Why this matters for solo and fractional professionals
Inside a law firm, scope is protected by process. Inside a fund or a company, there is usually a mandate and a hierarchy. As a solo consultant or fractional GC, there is no system protecting you from yourself. Saying “yes” feels good in the moment. Quiet resentment a week later does not. Enough of that, and you start to hate the work you actually want to build a career around.
Getting this right early is not just about time. It’s about your reputation. If you repeatedly give away unbounded free work, you train people to see you as accessible, but not necessarily as a serious professional whose time has a price.
Bringing it back to the original lesson
In the original case study, I wrote about aligning contracts with reality: SOW and T&Cs that match what the business actually does, for a fee that matches the risk. The same rule applies to us as professionals. Your external documents should match reality. Your internal boundaries should too. If your contracts are tight but you quietly give away time because you are just happy to be asked, there is still risk on the table. It is just sitting with you instead of your client.
If this feels uncomfortably familiar, you are not alone. I am still figuring it out. But the next time a “quick favour” lands in your inbox, try writing down the scope, the end-point and the on-ramp to paid work. That’s what I’ll be doing.
Update [feedback]: Matching expectations is a two-way job
After I shared this post with the friend who referred the work, he made a fair point: clearer boundaries would have helped them too.
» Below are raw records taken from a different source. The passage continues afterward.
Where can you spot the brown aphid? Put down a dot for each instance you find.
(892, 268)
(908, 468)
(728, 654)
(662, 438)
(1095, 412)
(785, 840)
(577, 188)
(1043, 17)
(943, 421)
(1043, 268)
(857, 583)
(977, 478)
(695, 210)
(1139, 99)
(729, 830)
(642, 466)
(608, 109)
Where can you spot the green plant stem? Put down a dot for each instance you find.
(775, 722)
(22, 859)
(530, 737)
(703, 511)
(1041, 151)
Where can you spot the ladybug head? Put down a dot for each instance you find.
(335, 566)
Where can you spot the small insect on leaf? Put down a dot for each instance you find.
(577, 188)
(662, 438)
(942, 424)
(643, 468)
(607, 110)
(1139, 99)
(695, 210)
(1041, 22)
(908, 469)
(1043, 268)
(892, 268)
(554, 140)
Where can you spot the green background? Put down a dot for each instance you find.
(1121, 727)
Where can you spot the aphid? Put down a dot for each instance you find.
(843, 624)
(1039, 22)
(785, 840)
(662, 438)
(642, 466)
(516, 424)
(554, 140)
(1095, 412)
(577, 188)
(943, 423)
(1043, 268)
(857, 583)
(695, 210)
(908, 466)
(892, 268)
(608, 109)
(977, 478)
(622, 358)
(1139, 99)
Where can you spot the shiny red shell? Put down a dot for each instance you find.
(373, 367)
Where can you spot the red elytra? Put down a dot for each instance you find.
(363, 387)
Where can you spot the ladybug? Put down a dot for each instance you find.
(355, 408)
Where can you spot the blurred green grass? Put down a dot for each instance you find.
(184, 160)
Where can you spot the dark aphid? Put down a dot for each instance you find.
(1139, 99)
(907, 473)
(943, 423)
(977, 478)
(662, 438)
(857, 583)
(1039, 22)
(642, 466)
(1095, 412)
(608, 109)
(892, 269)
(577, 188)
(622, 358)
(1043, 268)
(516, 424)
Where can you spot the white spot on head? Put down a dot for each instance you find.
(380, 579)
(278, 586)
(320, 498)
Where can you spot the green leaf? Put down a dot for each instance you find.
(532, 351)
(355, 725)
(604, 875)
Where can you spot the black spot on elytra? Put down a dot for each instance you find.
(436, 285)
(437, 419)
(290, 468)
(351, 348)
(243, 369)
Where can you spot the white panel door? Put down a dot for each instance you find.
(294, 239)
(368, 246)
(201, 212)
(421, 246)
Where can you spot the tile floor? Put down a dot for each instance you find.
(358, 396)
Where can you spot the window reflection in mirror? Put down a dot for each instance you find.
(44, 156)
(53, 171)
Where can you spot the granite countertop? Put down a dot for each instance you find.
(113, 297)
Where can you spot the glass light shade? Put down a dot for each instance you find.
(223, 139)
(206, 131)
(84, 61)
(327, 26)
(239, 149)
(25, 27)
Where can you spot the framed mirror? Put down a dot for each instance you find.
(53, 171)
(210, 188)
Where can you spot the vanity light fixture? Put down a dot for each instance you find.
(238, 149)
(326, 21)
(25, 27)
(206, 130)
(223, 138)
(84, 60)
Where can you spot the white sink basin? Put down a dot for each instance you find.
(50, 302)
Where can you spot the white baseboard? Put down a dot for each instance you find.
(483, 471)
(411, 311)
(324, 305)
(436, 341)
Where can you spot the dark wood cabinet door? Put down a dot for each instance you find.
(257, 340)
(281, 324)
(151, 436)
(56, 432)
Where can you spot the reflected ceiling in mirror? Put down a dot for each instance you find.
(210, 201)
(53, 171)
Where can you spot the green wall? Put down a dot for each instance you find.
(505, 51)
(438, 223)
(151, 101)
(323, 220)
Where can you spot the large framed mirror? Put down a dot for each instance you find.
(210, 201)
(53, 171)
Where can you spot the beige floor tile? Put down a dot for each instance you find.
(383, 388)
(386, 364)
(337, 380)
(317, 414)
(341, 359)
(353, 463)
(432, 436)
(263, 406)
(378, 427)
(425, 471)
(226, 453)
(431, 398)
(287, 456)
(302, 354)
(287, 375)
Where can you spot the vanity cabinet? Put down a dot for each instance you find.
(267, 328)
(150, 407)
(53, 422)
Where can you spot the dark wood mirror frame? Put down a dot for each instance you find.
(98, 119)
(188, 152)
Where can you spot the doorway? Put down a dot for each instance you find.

If I had been explicit up front about the level of review I was prepared to do on the SOW, it would have allowed them to set expectations internally and consolidate feedback for one focused discussion. Instead, my limits were something they had to infer “between the lines”, which is not ideal.
My takeaway: boundaries are not just a cap on time. They are a shared process. Next time I do a favour or a small fixed-fee piece, I will be clearer on (a) what I will review, (b) how many rounds, (c) how feedback should be provided (one consolidated set), and (d) what “done” looks like.
Disclaimer: This post is a personal reflection and does not constitute legal advice. Every situation is different — if you need legal advice, speak to a qualified lawyer.